The Australian government bonds rebounded Thursday as investors poured into safe-haven instruments amid firmness in the U.S. Treasuries.
The yield on the benchmark 10-year Treasury note, which moves inversely to its price, fell 4-1/2 basis points to 2.75 percent, the yield on 15-year note dipped nearly 5 basis points to 3.22 percent and the yield on short-term 2-year slid 3-1/2 basis points to 1.90 percent by 05:00 GMT.
The Australian bonds have been closely following developments in the U.S. debt market. The benchmark 10-year bond yields fell 23 basis points to 2.41 percent in just three weeks.

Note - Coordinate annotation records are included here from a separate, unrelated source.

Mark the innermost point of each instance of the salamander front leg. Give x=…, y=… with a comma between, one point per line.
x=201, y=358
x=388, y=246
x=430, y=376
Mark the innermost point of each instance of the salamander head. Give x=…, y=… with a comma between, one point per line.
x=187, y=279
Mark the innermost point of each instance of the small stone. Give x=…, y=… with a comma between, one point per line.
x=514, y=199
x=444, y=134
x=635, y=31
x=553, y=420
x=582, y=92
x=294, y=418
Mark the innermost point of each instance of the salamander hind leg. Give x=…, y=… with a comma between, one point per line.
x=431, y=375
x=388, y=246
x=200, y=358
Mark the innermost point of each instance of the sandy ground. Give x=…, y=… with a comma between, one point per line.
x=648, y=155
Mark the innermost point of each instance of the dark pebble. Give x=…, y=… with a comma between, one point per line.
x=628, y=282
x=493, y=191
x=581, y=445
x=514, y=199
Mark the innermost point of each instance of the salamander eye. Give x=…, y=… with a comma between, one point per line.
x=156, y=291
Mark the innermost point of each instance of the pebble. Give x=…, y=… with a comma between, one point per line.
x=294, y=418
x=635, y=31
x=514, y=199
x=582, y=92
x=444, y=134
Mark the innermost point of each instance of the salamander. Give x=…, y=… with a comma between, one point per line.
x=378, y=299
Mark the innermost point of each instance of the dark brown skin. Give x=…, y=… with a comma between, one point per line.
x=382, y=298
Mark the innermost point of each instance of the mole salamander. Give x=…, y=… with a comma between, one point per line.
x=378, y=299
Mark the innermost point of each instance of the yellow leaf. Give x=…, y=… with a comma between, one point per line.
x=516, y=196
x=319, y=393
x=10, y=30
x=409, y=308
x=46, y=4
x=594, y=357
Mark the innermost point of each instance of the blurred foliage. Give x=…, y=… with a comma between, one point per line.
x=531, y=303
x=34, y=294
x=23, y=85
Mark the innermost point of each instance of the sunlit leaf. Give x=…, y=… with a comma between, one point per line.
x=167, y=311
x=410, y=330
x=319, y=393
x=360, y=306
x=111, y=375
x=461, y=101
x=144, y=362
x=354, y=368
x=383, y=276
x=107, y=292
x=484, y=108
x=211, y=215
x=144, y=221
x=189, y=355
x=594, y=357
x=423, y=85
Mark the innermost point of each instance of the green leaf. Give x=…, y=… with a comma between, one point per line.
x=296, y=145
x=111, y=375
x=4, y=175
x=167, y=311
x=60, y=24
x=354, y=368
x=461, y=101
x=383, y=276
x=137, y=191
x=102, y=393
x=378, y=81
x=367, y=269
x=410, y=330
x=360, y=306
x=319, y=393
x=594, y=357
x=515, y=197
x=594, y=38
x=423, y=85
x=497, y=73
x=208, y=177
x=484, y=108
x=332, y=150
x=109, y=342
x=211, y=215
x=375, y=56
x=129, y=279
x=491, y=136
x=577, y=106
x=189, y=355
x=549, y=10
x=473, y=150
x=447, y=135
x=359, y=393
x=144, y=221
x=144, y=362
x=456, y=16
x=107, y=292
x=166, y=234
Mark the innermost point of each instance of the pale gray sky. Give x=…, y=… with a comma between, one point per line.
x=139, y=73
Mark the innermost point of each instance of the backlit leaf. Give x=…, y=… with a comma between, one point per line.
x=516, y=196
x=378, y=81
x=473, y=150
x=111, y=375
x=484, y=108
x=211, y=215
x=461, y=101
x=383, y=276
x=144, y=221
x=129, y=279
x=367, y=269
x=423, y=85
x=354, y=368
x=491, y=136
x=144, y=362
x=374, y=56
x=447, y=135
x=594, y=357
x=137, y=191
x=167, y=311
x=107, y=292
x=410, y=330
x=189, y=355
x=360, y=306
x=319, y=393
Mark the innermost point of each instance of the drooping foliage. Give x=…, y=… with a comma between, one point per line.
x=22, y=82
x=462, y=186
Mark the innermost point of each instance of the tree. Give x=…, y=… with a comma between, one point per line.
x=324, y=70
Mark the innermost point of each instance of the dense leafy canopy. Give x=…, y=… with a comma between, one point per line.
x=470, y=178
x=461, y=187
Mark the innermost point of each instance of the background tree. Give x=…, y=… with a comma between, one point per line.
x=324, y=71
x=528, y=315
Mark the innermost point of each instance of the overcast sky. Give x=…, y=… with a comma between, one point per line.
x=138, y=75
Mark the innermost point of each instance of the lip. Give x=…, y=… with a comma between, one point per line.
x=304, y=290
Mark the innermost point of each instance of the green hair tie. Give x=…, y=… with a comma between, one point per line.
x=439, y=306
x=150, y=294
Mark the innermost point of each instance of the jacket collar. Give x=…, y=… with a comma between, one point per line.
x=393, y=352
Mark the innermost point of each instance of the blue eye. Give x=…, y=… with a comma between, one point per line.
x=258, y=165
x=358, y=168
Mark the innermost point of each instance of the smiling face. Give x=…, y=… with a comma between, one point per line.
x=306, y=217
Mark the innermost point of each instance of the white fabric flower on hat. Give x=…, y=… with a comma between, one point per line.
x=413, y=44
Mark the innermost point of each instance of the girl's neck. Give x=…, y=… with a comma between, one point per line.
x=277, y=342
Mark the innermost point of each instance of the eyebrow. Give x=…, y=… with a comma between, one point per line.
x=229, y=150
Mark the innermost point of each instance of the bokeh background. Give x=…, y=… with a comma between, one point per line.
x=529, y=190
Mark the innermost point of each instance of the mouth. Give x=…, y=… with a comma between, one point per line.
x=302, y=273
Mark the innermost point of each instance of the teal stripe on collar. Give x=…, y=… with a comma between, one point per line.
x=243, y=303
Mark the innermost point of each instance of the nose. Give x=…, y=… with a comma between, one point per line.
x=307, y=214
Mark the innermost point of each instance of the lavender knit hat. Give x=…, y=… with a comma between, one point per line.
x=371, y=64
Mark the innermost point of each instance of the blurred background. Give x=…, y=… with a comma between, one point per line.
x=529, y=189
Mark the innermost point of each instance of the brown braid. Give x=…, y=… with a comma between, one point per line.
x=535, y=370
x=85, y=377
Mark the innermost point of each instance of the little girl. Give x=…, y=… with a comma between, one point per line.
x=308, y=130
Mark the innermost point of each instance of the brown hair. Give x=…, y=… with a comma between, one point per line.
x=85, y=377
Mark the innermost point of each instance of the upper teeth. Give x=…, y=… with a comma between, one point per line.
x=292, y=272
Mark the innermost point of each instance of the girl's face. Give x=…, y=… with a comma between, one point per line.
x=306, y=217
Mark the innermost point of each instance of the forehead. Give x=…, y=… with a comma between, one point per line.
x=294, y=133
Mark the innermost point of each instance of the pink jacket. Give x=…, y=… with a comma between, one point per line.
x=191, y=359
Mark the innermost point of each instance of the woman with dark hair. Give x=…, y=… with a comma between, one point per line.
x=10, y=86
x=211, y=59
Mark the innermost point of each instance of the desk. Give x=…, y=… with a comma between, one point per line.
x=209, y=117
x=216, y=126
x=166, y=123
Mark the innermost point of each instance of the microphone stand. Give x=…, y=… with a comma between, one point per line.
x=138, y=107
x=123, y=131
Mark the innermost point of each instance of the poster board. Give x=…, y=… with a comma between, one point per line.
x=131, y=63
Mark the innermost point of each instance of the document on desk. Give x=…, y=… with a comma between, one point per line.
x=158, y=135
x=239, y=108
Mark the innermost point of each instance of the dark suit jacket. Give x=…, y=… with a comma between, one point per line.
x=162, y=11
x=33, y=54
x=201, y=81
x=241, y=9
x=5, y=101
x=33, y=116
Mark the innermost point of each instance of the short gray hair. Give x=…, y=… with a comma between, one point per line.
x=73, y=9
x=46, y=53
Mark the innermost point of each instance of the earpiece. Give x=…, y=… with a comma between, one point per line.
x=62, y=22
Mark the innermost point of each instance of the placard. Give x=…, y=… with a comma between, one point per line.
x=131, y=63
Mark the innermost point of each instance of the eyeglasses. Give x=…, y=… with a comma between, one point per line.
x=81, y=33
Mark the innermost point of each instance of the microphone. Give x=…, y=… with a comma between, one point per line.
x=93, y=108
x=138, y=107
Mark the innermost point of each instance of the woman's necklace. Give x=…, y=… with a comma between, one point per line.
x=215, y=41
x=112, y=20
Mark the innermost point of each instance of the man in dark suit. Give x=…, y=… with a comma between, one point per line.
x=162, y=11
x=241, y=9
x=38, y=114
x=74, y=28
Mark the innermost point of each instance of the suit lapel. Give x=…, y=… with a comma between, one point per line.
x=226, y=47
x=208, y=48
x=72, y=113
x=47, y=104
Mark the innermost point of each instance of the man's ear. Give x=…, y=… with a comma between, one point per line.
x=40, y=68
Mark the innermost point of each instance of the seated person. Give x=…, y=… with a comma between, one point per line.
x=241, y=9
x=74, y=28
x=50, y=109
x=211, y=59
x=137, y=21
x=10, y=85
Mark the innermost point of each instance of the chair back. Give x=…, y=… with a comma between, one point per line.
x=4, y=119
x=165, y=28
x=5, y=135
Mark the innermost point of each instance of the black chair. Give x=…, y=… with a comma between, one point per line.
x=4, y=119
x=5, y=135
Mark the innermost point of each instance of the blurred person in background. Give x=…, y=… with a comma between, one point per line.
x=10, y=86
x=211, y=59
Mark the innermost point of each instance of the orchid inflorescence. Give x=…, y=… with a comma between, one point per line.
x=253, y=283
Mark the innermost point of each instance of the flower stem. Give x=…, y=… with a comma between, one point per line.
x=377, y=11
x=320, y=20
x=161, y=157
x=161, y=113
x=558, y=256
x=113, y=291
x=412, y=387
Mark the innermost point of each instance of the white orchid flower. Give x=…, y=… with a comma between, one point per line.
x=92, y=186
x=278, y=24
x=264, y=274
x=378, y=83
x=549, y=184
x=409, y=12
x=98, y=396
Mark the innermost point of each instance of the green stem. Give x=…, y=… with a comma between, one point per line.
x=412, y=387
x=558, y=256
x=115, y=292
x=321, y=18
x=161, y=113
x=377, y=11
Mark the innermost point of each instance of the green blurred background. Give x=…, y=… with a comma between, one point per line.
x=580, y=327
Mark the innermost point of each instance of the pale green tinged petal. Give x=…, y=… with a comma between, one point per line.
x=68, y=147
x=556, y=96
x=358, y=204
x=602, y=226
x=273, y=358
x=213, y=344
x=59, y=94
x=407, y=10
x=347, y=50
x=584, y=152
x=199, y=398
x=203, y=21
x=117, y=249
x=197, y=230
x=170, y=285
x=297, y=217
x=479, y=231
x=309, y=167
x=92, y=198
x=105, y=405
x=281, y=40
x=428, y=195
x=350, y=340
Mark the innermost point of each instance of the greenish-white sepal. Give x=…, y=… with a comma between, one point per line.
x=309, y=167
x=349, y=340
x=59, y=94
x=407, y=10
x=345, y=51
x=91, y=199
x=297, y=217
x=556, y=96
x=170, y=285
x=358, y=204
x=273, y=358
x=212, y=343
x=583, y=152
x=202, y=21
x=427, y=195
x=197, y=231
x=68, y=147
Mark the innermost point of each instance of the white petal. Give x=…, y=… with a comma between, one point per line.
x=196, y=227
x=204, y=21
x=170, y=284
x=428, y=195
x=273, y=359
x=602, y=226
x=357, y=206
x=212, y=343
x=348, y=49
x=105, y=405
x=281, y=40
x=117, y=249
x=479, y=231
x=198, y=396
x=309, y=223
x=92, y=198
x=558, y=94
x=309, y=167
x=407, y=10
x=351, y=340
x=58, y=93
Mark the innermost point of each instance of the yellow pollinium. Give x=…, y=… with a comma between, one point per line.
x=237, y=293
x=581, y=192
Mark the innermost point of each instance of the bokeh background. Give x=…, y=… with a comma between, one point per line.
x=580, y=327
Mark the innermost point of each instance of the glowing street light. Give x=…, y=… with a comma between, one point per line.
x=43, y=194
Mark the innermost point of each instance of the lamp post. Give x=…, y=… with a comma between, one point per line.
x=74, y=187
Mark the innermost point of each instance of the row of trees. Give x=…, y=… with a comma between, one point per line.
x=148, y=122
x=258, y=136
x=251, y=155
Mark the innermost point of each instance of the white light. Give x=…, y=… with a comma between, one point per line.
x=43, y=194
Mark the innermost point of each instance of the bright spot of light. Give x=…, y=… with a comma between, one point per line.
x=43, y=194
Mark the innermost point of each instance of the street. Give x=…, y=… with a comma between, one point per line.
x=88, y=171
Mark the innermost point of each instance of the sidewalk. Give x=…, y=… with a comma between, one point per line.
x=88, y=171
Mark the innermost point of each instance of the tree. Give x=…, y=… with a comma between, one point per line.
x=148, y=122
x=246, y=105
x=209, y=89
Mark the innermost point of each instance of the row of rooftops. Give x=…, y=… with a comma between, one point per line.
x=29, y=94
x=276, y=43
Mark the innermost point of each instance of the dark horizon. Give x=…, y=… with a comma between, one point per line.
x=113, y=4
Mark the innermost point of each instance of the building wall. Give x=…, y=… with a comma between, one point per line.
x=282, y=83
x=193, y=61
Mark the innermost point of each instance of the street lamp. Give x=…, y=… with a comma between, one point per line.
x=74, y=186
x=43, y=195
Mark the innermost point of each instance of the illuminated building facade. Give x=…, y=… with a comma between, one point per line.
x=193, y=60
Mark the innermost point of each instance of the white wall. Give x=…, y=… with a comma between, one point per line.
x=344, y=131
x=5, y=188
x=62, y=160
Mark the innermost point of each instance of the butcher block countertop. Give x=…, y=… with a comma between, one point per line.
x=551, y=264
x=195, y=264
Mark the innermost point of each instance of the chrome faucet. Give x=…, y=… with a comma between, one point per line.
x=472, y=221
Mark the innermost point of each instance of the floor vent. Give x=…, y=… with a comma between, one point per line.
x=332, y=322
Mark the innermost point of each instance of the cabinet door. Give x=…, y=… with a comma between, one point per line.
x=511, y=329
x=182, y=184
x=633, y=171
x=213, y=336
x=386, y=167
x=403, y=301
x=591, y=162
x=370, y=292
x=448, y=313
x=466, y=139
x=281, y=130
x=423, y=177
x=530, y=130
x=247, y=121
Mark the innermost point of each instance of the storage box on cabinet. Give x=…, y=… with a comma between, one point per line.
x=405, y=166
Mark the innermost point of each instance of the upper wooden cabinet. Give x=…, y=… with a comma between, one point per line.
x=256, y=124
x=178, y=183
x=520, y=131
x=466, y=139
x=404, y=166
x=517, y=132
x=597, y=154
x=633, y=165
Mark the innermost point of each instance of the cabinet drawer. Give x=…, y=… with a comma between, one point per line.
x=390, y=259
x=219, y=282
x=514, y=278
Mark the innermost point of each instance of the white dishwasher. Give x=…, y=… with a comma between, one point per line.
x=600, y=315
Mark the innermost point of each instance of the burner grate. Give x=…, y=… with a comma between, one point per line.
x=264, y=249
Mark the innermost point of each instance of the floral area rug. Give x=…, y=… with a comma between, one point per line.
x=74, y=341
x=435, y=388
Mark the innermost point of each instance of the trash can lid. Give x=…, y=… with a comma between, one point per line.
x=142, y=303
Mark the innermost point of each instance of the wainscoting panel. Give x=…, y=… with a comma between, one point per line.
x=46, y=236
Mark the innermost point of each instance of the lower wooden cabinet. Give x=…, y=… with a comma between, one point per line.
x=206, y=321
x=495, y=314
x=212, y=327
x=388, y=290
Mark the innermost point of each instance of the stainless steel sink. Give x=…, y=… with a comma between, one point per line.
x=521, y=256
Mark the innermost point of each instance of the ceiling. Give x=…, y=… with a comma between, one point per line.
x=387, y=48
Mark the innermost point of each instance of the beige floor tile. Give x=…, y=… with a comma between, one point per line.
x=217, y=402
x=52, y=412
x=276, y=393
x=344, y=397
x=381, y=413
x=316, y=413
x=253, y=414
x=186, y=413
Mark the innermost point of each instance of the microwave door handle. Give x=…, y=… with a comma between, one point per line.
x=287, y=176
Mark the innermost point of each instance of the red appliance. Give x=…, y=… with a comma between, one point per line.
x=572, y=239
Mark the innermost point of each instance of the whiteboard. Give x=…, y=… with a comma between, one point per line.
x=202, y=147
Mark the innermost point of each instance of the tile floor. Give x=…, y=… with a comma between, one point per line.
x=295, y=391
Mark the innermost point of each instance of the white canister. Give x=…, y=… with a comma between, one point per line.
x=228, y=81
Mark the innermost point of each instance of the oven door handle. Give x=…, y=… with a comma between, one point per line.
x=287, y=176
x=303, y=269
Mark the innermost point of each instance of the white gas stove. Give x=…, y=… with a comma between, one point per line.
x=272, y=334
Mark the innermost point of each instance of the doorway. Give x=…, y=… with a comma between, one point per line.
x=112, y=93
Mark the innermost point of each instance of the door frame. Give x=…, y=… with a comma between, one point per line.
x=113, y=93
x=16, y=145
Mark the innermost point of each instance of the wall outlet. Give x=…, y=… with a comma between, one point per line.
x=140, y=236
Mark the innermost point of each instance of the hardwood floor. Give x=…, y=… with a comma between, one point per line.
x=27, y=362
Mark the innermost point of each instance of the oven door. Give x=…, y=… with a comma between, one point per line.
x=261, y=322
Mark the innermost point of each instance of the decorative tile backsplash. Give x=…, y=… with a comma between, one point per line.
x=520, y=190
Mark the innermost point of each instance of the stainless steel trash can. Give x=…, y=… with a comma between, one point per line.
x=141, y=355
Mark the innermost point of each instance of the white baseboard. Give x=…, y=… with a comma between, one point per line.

Minutes from the 13 - 14 December FOMC meeting indicated that most participants judged that a gradual pace of rate increases was likely to be appropriate to promote the Committee's objectives of maximum employment and 2 percent inflation (currently expected to be roughly 75 basis points of tightening over the course of 2017).
A gradual pace was also viewed by some participants as likely to be warranted because the proximity of the federal funds rate to the effective lower bound placed constraints on the ability of monetary policy to respond to adverse shocks to the aggregate demand for goods and services.
However, while viewing a gradual approach to policy firming as likely to be appropriate, participants emphasised the need to adjust the policy path as economic conditions evolved. They pointed to a number of risks that, if realised, might call for a different path of policy than they currently expected (highlighting increased uncertainty regarding fiscal and other economic policies). As to be expected policymakers are likely to maintain current views until further details surrounding fiscal policy are revealed.
Lastly, investors will remain keen to focus on the upcoming economic data, highlighted by trade balance, building approvals and retail sales.
Meanwhile, the benchmark Australia's S&P/ASX 200 index traded 0.14 percent lower at 5,716.5 by 05:00 GMT. While at 05:00 GMT, the FxWirePro's Hourly Australian Dollar Strength Index remained highly bearish at -140.35 (lower than -75 represent a bearish trend).